# Attaching java moss.



## Mettle (Dec 29, 2003)

I wanted to pick up a few pieces of driftwood and attach some java moss to them in preparation for them going into my future planted set-up. But I want to do this in advance, before getting the tank set up, so that it's all attached and ready to go.

I was wondering how long it generally takes java moss to properly attach itself?

I'm thinking about just getting a tupperware container and sticking it in a window and letting it do it's thing with the moss tied to it.

Also - before I even endeavour this - I was curious as the what temperatures java moss will go in? My discus tank is a bit warmer 82-85F. And I don't want it to wilt and die.

And last thing... For attaching javafern and anuibas to wood, is the best method to use simply fishing line? Cheers!


----------



## Piranha Guru (Nov 24, 2005)

Mettle said:


> And last thing... For attaching javafern and anuibas to wood, is the best method to use simply fishing line? Cheers!

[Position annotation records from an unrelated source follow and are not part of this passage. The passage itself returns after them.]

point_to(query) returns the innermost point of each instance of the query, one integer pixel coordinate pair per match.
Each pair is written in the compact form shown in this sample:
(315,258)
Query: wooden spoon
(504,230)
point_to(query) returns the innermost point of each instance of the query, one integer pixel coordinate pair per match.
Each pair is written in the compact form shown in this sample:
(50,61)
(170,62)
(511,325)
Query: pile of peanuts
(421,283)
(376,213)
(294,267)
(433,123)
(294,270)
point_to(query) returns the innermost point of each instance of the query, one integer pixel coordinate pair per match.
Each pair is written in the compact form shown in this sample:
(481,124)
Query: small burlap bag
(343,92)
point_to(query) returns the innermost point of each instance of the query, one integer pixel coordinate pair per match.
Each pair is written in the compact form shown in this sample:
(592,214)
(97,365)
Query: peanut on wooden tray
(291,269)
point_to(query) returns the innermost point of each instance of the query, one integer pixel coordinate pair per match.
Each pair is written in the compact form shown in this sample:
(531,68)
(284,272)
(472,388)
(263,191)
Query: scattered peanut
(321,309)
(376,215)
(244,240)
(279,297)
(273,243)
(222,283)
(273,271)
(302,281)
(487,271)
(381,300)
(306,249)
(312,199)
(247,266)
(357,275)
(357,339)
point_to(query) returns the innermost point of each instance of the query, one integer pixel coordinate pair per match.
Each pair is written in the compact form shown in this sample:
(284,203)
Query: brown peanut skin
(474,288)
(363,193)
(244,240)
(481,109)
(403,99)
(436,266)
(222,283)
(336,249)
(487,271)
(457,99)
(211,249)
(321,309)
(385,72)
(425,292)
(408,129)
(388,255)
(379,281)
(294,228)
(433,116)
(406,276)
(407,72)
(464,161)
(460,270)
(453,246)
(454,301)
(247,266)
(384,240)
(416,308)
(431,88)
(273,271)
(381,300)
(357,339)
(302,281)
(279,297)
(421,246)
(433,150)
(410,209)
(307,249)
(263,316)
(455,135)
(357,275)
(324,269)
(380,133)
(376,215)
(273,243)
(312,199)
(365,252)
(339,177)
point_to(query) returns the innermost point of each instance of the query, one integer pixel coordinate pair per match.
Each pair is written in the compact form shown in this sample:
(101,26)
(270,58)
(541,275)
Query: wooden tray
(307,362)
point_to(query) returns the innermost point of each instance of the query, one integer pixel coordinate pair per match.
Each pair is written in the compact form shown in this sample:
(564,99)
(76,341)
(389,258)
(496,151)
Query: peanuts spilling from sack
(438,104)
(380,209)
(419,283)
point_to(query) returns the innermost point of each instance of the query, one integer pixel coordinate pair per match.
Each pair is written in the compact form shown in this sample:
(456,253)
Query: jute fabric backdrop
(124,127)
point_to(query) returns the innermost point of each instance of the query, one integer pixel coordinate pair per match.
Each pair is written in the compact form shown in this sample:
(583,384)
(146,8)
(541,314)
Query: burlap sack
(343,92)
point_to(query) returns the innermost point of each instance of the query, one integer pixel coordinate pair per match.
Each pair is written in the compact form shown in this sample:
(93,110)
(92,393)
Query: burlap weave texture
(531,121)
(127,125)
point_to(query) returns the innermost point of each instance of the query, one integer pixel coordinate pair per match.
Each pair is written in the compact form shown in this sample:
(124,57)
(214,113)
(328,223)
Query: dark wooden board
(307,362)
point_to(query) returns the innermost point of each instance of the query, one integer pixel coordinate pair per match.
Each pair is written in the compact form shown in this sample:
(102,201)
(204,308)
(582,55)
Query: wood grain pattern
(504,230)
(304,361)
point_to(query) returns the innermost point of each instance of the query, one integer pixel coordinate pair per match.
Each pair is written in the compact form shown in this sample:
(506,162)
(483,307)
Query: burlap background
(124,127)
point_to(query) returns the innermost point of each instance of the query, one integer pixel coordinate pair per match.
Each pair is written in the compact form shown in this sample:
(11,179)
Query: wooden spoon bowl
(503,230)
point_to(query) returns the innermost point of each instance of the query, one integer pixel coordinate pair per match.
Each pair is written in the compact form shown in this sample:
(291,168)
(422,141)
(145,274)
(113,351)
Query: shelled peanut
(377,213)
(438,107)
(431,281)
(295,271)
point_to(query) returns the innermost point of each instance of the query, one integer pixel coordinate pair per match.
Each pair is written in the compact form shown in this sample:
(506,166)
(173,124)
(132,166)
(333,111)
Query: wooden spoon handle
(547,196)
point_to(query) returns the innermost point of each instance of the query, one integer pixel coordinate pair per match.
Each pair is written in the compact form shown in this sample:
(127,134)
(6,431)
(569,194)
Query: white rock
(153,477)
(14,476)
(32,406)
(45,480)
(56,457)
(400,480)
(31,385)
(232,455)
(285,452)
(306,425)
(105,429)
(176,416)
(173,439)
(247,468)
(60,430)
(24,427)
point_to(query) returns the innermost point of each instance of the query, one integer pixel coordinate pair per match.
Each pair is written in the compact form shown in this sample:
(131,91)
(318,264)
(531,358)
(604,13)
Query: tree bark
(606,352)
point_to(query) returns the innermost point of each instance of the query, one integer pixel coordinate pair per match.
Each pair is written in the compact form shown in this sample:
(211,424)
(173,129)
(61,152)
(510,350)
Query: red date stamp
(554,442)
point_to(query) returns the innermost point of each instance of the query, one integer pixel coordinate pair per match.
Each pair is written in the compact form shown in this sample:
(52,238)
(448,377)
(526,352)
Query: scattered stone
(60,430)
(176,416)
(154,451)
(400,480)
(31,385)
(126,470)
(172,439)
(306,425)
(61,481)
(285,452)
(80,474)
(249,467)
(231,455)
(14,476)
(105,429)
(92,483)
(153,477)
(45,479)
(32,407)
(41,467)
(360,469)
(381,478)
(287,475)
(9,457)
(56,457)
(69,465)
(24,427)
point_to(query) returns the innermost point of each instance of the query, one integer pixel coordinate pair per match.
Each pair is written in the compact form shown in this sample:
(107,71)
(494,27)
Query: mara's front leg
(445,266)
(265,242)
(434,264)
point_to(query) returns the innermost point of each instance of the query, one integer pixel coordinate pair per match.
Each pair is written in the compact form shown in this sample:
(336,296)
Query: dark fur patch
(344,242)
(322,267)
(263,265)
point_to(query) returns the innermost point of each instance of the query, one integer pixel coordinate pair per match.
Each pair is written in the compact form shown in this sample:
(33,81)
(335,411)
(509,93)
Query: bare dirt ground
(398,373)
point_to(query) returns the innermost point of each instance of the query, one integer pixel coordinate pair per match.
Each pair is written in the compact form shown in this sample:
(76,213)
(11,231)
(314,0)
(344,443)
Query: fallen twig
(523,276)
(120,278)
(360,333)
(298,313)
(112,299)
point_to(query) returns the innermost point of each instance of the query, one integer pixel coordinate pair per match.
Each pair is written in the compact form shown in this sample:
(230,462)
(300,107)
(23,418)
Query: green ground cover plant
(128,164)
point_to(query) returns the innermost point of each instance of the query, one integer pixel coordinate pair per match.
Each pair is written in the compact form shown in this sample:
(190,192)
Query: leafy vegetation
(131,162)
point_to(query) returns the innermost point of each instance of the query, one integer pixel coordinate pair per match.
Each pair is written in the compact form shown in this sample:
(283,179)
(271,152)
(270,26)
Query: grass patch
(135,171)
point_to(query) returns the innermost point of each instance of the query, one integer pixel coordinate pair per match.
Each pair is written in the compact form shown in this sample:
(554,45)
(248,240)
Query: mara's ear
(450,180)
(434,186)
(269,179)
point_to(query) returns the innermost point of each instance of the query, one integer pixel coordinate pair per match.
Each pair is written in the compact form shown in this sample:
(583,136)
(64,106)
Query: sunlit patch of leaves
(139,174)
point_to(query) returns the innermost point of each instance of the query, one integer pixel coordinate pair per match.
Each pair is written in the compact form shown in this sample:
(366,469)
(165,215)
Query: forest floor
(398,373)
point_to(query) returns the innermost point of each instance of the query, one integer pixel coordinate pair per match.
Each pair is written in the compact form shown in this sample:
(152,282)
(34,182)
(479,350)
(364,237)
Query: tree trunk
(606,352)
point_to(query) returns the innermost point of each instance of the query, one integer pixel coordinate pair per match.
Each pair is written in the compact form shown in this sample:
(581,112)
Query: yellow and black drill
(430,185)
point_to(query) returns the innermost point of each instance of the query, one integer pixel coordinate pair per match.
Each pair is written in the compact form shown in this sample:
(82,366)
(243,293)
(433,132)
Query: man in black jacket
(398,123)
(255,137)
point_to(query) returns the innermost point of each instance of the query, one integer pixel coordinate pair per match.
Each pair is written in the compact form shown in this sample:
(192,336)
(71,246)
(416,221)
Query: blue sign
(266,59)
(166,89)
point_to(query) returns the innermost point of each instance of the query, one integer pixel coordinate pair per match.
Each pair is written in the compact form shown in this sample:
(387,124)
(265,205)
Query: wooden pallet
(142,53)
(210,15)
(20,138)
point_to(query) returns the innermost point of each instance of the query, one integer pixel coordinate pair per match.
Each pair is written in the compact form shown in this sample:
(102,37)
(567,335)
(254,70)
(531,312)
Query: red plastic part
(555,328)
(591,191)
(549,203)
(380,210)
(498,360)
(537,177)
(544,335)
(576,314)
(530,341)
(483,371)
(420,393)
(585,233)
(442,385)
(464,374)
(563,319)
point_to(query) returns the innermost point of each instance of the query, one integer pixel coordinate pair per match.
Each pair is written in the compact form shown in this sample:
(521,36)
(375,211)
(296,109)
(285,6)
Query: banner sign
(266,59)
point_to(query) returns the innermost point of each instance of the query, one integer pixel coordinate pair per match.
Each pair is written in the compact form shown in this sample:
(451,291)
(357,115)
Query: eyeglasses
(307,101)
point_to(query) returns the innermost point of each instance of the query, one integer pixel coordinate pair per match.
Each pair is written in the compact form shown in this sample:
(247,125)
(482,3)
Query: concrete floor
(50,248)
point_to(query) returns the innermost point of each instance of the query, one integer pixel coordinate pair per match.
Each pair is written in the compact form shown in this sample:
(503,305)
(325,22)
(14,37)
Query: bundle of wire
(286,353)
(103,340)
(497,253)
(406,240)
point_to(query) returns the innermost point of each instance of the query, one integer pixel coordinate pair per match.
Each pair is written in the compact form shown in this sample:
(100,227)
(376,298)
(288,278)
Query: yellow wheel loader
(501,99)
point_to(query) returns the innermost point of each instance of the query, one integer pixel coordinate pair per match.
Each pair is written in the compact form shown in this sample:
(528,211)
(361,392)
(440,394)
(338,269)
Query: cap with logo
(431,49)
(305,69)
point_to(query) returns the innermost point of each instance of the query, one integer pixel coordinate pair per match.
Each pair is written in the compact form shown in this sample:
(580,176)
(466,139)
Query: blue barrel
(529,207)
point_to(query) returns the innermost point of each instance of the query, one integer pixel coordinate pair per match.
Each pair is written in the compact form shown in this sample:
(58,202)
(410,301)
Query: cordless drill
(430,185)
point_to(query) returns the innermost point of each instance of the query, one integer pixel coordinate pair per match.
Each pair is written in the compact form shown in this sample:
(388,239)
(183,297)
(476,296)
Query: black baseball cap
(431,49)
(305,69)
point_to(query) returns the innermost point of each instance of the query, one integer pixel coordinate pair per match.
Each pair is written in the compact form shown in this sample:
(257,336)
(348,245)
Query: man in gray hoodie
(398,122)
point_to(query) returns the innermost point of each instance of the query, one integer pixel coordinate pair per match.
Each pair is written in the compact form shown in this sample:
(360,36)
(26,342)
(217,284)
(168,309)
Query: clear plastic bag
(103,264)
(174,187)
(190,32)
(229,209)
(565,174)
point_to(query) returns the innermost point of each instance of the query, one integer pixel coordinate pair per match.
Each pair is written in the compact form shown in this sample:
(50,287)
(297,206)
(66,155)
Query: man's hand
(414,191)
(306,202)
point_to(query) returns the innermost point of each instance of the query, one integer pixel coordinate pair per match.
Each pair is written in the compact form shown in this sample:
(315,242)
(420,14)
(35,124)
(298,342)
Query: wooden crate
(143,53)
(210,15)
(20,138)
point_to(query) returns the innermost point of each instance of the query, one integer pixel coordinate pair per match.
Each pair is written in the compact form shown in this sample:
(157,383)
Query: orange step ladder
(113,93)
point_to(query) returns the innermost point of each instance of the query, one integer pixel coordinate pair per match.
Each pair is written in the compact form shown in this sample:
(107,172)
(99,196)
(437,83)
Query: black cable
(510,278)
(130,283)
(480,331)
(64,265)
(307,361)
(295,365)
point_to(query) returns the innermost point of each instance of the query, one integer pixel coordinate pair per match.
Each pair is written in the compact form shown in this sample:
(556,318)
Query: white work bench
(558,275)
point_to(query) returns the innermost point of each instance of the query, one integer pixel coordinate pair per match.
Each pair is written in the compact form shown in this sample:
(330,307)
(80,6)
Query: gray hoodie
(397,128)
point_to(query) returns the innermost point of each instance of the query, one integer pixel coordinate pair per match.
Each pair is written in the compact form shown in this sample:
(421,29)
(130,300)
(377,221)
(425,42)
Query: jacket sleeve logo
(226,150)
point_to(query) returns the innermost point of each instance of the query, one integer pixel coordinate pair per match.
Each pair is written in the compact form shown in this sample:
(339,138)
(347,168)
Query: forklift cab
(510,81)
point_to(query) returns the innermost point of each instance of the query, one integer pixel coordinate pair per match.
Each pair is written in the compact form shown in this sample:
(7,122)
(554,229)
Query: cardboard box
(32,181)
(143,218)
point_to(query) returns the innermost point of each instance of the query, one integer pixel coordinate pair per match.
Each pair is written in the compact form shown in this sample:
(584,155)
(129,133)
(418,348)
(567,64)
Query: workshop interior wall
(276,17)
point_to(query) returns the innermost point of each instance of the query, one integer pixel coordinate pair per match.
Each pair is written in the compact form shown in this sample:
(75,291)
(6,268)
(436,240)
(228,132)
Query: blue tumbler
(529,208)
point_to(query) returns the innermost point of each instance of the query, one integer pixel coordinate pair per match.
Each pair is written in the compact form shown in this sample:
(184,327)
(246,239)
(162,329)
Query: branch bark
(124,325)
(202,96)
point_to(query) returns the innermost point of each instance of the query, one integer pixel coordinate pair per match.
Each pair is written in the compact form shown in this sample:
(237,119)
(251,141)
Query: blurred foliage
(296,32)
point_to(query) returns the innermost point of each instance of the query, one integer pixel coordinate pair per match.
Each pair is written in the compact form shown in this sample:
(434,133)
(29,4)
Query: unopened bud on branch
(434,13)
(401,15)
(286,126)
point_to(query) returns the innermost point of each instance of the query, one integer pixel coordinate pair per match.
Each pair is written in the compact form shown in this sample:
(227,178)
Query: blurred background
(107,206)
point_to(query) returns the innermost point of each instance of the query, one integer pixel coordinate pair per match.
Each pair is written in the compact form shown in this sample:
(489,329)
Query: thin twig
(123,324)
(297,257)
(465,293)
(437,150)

I like to use cotton thread. Pick a color that blends with your decor. By the time the thread begins to decay, your plants should be attached.


----------



## DiPpY eGgS (Mar 6, 2005)

It depends on how you have your tank set up on how long it will take for it to attach to DW.

If you have a high light tank, CO2, and lots of ferts, naturally it will take a much shorter time than if you have a low light tank, no CO2.

ya, you can keep it in a window for a short time, I don't think it will hurt.. but if it will only be for a few days, it will be fine just in a bucket.. I have sent plants all over the usa in a box, and they were quite alive when they made it to their destination.. and they were out of the water.. but moss dries up quick, so it needs to stay moist

You are fine with your temperature that you have there

Thread works, fishing line, anything really. just don't use scotch tape..lol

I use fishing line simply because I have tons of it, and I like to give it all the time it wants to attach itself.. plus it is easy to remove


----------